What stops this being little more than an accounting exercise is that the fund will have to be transparent in detailing money in and money out so the public gains confidence that the proceeds from asset sales are actually being retained to spend on new public assets.
The device is classic John Key. The Prime Minister does not like to feel vulnerable on any front. Instead of the macho posturing in which politicians indulged during the privatisations of the 1980s and 1990s, Key's tendency is to sweeten something for which the great bulk of voters have no appetite.
This ploy also allows Key to argue that because there is no money allotted in this year's Budget for spending on capital assets, Labour would have to borrow to build new schools and hospitals because it would not have the $5 billion to $7 billion flowing from the part privatisations.

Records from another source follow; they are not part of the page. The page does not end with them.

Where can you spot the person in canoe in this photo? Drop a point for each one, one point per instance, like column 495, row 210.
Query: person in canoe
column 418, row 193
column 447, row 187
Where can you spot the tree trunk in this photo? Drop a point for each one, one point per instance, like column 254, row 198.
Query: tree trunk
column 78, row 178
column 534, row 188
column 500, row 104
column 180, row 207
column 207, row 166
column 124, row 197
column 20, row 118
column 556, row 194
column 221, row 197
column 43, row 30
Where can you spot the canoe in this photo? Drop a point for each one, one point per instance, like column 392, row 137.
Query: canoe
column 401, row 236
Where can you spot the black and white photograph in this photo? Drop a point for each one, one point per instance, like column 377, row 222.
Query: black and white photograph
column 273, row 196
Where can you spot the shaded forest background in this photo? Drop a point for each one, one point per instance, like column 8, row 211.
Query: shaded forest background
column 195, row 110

National is pulling out the stops to stigmatise Labour as a bunch of borrow-aholics, while portraying its own "mixed ownership model" as win-win in terms of investment opportunities for New Zealanders.
That the first tranche from the fund will go to education is no accident. It will be difficult for Labour to criticise the proceeds from asset sales being spent on new schools, especially if they are low decile ones.

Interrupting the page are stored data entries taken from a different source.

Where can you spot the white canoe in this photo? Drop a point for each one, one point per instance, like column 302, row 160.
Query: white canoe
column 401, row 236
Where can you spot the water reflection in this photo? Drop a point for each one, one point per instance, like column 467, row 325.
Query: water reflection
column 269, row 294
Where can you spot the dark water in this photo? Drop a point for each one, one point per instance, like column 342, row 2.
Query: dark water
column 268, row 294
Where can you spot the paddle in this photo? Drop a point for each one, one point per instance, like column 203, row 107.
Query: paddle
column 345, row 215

It is clever tactics on Key's part. But his cunning plan may still not convince voters. While the fund may be transparent, so are Key's motives. He is trying to solve a political problem - one with which National has made little headway since earlier this year when it flagged the sell-offs should it win the election.
Taking the seemingly less politically sensitive option whereby the Government would retain majority control while still picking up half of any dividends does not seem to have worked.
When push comes to shove, it seems most voters simply don't like privatisations, partial or otherwise.